IG Metall no perdió estas elecciones porque los trabajadores de repente estuvieran satisfechos con sus condiciones. La propia plataforma del sindicato, tiempos de ciclo más largos, descansos adecuados, protecciones para los trabajadores temporales, eliminación de las deducciones salariales relacionadas con enfermedades, aborda quejas reales que múltiples informes han documentado. Tesla ocupó el último lugar entre 30 empresas en un estudio de reputación alemán, y las quejas del sindicato sobre un ambiente de trabajo “tóxico” estaban respaldadas por prácticas específicas y documentadas, como que los gerentes visitaran a los trabajadores enfermos en sus casas.

Lo que cambió entre 2024 y 2026 no fueron las condiciones laborales, sino el miedo a perder el empleo. Llamar a la policía para denunciar a un representante sindical, presentar denuncias penales, hacer que el director ejecutivo amenace personalmente el futuro de la fábrica, distribuir botones antisindicales, organizar conciertos antisindicales, son campañas diseñadas para hacer que los trabajadores teman las consecuencias de votar por el sindicato más de lo que temen el status quo.
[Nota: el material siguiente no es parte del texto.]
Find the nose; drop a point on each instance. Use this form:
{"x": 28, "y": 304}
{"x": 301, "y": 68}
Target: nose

Y funcionó. La caída de 8 puntos porcentuales en el porcentaje de votos de IG Metall, combinada con una caída de 6 puntos en la participación, dice la historia claramente. Algunos trabajadores cambiaron de bando. Otros simplemente se quedaron en casa.

La ironía es que los problemas de Giga Berlín, el exceso de capacidad, el colapso de las ventas europeas y los recortes de empleo, no tienen nada que ver con IG Metall. Son el resultado de los desafíos más amplios de productos y marcas de Tesla en Europa, donde las actividades políticas de Elon Musk han alejado a los consumidores en masa. Un sindicato no hizo que las matriculaciones de Tesla en Alemania cayeran un 48%. Pero los trabajadores ahora están pagando esos fracasos dos veces: una vez con despidos y otra vez con la erosión de su capacidad de organizarse para obtener mejores condiciones.